Machsom Watch: Documenting Checkpoints & Military Courts in Palestine & Israel

Machsom Watch Site

On a cold February morning in 2001, five pioneering Israeli women - Ronnee Jaeger, Adi Kuntsman, Yehudit Keshet, Yael Lavi-Jenner and Stephanie Black - arrived at Checkpoint 300 between Bethlehem and Jerusalem. Inspired by similar actions in Guatemala, Ronnee Jaeger encouraged this group of women, who saw themselves as subversive and radical, to challenge the Israeli military on it's own ground. The five women who started Machsom Watch had a clear agenda - to monitor the behaviour of the military, monitor (and protect) Palestinian Human Rights and bear witness to what was happening. 'Machsom' is a Hebrew word meaning 'barrier' or 'checkpoint'.

Why We Like It

While Machsom Watch is not expressly about 'women's rights' we believe it is an important documentation initiative by a group of women's human rights activists in this region. As the histories of Palestine and Israel have unfolded against the waves of Intifadas, persistent violent conflict, the changing political formations in Israel and the Occupied Palestinian Territories, the blockading of Gaza, the women volunteers of Machsom Watch have been quietly documenting daily events.
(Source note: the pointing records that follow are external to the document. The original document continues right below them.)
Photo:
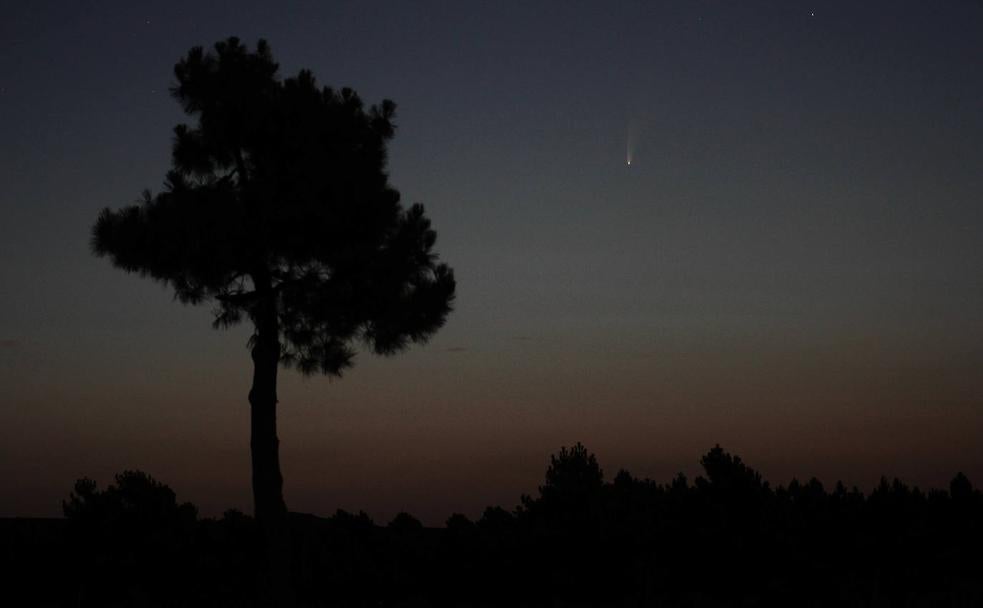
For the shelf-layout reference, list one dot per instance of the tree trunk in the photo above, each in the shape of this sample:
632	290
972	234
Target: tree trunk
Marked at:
269	508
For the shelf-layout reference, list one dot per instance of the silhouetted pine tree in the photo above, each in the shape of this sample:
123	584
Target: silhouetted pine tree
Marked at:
278	210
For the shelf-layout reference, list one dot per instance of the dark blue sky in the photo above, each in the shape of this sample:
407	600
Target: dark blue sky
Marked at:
792	265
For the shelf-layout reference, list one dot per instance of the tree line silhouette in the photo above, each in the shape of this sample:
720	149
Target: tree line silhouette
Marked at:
728	538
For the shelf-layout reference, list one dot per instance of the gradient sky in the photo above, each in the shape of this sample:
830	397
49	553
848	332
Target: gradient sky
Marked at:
791	267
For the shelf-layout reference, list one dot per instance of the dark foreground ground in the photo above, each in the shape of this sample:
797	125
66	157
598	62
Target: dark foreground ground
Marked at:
726	539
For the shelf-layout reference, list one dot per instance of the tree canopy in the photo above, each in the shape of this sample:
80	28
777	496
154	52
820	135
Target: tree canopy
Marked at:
279	192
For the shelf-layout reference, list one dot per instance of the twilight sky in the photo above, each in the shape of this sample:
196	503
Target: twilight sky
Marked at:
791	267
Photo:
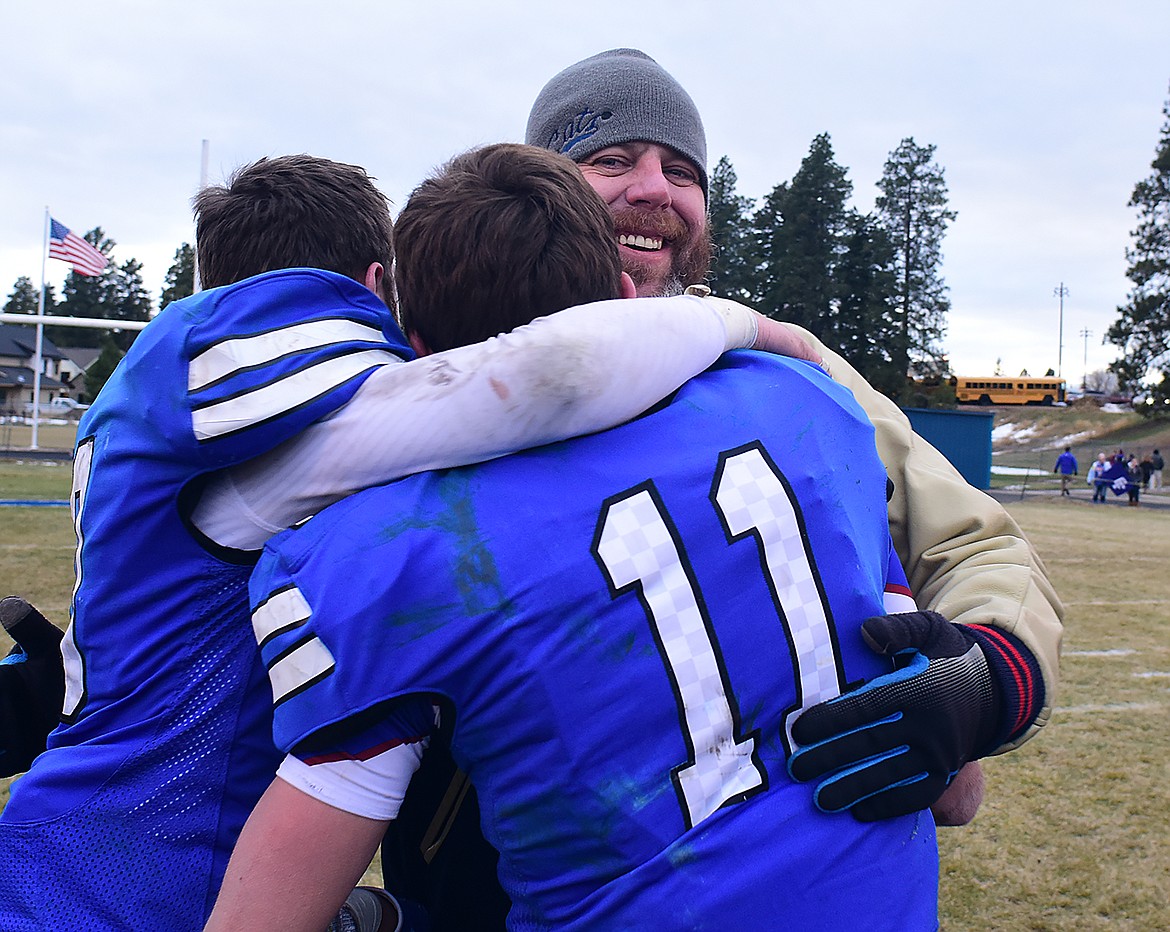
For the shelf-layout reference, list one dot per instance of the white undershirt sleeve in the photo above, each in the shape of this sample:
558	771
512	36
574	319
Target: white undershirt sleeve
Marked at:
576	372
372	788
Their focus is on reporting incidents occuring at all the checkpoints across Palestine, and in Israeli military courts. They compile summaries of events and highlight certain key themes and concerns. By doing so, Machsom Watch have built up an impressive database of incidents that is a testament to the actions of the military.

We Liked the Map!

One of their earlier websites displayed detailed observation data in the form of a map. Their  current website does not use the mapping function any longer, preferring to organise information into videos, photos, 'spotlights' and detailed observation reports. Somehow, the map-based visualisation gave a strong sense of stories of the land and location organised neatly together, and that is also the history of this region. Additionally, in using a map a viewer unfamiliar with the area could get a visual sense of how small this area is and how tightly spaces are being policed, how close together (or far away) they are. We hope Machsom Watch will bring back their map!